Giving across the nation has started to recover after the twin impacts of the bushfires and the first stage of the COVID-19 pandemic the annual JBWere NAB Charitable Giving Index reveals, but there were signs that the recovery plateaued with the reintroduction of last year’s lockdowns.
Nonetheless, the Index report observes that the lockdowns are expected to be only a small impediment to a fuller recovery.
“Consistent with past major falls in giving during recessions or the global financial crisis, recovery tends to be fast,’’ the report said. “While donor numbers also recovered, they were more affected by the reintroduction of lockdowns in mid-2021.’’
There was a decline in giving between 2019/20 and 2020/21, which measured against past trends amounted to a fundraising income loss of almost $1 billion a year. But there was a shift, which the report describes as “…a significant recovery’’ around December 2020.
Senior Consultant in Philanthropic Services at JBWere and Philanthropy Australia board member, John McLeod, said the timing of that recovery suggested that donors and charities had reached an understanding of what their new pandemic models of giving would look like.
“Donors had nothing in front of them to consider, and charities didn’t have any events, for example, so it took time to work out how best to proceed,’’ he said. “By December 2020, that was a bit clearer.’’
The Charitable Giving Index also provides other insights into how the pandemic has impacted giving around the country: not surprisingly, health, and particularly mental health, emerged as cause areas that were well supported during the pandemic.
Mr McLeod said health was the only sector that recorded an increase in value and in the number of donors. The strongest gains within the health sector were in mental health, reflecting the broader awareness of mental health issues during the pandemic.
There were also good recoveries recorded in giving to culture and the arts, the environment and religion.
The report also found the gap in charitable support between metropolitan and regional giving had narrowed. The report speculated that regional Australia was less effected by lockdowns and was therefore able to continue to hold face-to-face events, but that it was too soon to tell if the city-exodus for a Sea Change and Tree Change lifestyle helped boost regional giving.

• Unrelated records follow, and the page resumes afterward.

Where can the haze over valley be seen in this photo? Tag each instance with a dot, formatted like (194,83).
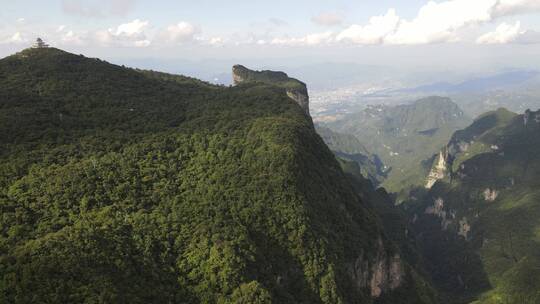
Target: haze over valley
(351,152)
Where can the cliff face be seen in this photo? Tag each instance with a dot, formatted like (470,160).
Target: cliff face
(295,89)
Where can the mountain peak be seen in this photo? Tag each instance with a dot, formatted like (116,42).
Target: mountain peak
(295,89)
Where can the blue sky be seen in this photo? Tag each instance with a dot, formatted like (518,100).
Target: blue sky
(373,31)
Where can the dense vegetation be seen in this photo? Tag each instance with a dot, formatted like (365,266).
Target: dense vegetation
(404,135)
(348,147)
(125,186)
(478,227)
(269,77)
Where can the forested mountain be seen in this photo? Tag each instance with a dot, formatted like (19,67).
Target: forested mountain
(404,135)
(127,186)
(478,221)
(348,147)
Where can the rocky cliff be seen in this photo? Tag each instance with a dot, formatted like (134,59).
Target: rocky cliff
(295,89)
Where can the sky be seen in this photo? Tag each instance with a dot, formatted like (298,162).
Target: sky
(451,33)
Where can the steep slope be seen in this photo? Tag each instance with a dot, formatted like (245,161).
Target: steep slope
(295,89)
(402,136)
(124,186)
(478,226)
(347,147)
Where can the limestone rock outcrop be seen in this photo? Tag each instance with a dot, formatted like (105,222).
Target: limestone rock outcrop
(295,89)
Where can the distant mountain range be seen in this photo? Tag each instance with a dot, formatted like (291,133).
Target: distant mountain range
(478,223)
(474,85)
(129,186)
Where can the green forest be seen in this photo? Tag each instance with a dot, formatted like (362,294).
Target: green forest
(126,186)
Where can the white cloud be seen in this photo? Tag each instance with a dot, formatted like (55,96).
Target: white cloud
(328,19)
(529,37)
(179,33)
(374,32)
(513,7)
(127,35)
(16,38)
(436,22)
(441,22)
(504,33)
(134,28)
(308,40)
(98,8)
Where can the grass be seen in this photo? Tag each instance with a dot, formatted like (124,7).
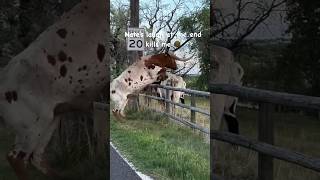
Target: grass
(293,131)
(161,149)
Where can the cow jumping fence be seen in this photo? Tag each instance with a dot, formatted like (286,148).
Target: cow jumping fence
(264,144)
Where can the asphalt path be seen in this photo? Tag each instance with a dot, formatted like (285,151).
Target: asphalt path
(119,168)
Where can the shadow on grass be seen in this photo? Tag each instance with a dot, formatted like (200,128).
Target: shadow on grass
(160,148)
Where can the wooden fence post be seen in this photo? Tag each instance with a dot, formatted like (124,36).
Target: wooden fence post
(193,104)
(167,103)
(265,134)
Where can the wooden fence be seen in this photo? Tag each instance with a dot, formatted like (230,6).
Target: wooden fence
(264,145)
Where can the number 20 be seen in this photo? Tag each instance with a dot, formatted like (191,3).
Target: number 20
(138,43)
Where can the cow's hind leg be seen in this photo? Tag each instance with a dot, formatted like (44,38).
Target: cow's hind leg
(232,123)
(17,162)
(37,159)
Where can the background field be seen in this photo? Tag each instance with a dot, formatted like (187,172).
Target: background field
(294,131)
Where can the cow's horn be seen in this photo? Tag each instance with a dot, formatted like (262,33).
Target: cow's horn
(177,58)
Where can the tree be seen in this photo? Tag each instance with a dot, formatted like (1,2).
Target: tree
(300,66)
(231,27)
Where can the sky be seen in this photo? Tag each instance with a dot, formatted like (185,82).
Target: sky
(274,27)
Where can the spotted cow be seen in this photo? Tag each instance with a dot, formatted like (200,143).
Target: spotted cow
(64,69)
(226,70)
(145,71)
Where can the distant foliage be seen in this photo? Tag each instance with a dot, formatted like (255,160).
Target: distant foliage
(299,69)
(199,22)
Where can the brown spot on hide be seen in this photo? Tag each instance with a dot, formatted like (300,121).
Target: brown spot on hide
(101,52)
(51,60)
(21,155)
(62,33)
(63,70)
(8,96)
(62,56)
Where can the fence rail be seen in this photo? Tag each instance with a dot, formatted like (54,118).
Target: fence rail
(267,149)
(266,96)
(195,109)
(264,145)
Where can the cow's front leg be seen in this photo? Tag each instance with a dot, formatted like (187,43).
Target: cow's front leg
(18,163)
(122,108)
(37,158)
(162,75)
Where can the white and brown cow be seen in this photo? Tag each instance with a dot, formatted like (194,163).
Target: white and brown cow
(145,71)
(226,70)
(65,68)
(174,81)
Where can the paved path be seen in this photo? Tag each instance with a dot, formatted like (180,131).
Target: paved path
(119,169)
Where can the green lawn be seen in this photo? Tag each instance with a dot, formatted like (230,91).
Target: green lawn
(161,149)
(294,131)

What is clear from the report is charities’ growing reliance on government funding, which will inevitably increase significantly once the data from the pandemic support payments is compiled in future reports.
Mr McLeod said government support for the sector has been growing since 2014 and reflected how much government outsourced what it once did to charities. But the margins for charities were small. He said charities faced the continuing challenge of being “…reimbursed, rather than rewarded.’’
“They don’t get paid the real value of what they contribute to society or for the impact they have,’’ he said.
There is anecdotal evidence, however, that some charities have received solid non-government support during the pandemic – their donor numbers have decreased but the value of donations has gone up. And the 2021 GivingLarge report showed Australian corporate philanthropy continued to grow, with a record $1.6 billion donated last year.
While there is still some uncertainty, The Charitable Giving Index forecasts that on the basis of the identified recovery, the fundraising totals this year should reach the previous high of 2019.